Processing of sold products

Companies often differ on which parts of their value chain constitutes ‘Processing’ and which parts constitute ‘Use’.

Purchased goods and services

Companies either use Life Cycle Analysis, which considers the emissions of the emissions from the full value chain, whereas other companies only consider the emissions of their direct suppliers, ignoring the rest of the value chain.

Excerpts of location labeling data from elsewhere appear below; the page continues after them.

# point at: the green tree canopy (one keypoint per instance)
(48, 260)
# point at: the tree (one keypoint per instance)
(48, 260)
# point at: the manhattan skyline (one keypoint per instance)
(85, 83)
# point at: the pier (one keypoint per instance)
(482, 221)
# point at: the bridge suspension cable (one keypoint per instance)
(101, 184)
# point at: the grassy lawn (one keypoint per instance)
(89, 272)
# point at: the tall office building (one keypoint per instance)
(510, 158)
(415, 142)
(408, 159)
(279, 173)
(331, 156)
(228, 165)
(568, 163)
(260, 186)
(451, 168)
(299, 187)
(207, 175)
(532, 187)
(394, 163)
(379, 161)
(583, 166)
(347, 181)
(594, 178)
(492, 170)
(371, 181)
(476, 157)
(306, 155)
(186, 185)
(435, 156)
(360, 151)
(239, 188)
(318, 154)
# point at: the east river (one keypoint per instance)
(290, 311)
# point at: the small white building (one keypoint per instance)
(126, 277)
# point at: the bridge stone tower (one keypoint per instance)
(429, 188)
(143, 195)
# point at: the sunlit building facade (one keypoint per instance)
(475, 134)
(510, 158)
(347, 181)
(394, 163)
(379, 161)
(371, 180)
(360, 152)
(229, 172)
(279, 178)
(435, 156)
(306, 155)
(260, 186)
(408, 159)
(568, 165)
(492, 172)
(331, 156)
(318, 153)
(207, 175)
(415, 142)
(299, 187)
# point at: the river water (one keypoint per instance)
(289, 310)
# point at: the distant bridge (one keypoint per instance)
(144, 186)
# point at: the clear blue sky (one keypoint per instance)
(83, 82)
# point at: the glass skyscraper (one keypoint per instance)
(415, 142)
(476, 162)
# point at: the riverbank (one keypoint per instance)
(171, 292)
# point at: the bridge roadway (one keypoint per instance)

Companies may not include all raw materials, goods, or services they purchase; many only account for paper or water purchases.

Upstream leased assets

The decision to lease or purchase assets depends on the company’s business strategy more than on size or activity and so any data reported in this category is inconsistent.

Upstream transportation and distribution

Calculations are very sensitive to the assumptions about mode of transport and so similar calculation methodologies may result in different values.

Use of sold products Calculations are sensitive to behavioural assumptions made about end users.

Waste generated in operations

Calculation methodologies vary and emissions from waste depend on method of disposal which may have a much stronger regional variation due to differences in regulations.